Detection, cognitive changes, biomarker evidence of AD and dementia
Clinically-oriented objectives include detection of AD pathology in the preclinical phase of disease, identify AD-related cognitive changes that are separable from normal aging, predict with greater certainty who will progress to dementia in people who have biomarker evidence of preclinical AD, characterizing large-scale brain functional and structural patterns that may be associated with cognitive outcomes and the role of individual differences in risk and resilience characteristics, identifying modifiable factors that may prevent or slow the onset of AD dementia including lifestyle behaviors such as diet, physical activity, cognitive activity, and sleep, and developing imaging markers as potential outcome measures that can be applied to prevention and treatment trials.
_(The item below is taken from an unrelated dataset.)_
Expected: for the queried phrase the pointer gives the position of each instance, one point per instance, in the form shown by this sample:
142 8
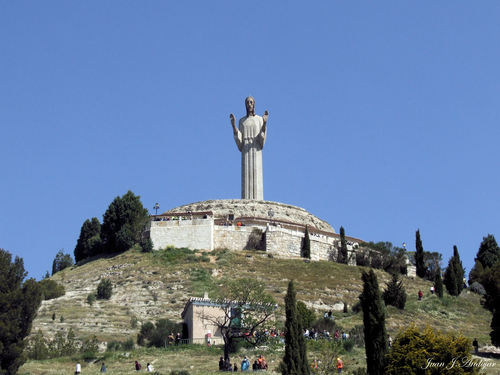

Cognitive neuroscience objectives include identifying neural systems involved in memory encoding and retrieval, understand how tau and amyloid burden affect brain function and connectivity, and develop new methods for detecting subtle cognitive and brain dysfunction that represent early manifestation of AD.
Under the direction of Dr. Sterling Johnson, the Biomarker core of the Wisconsin Alzheimer’s Disease Research Center is focused on discovering new knowledge about how the brain changes in aging, Alzheimer's disease (AD), and related dementias. The lab focuses on presymptomatic detection of disease and biological and lifestyle factors that confer risk and resilience, using MRI and PET neuroimaging techniques, fluid biomarkers, cognitive measurement, genetic and laboratory tests - together with computer vision techniques - to identify AD presymptomatically and determine the lifestyle and genetic factors that confer risk and resilience to eventual symptoms. Cutting edge molecular tau and amyloid imaging and fluid biomarker techniques together with neurobehavioral measurements are used to study how AD begins and what can be done to prevent it.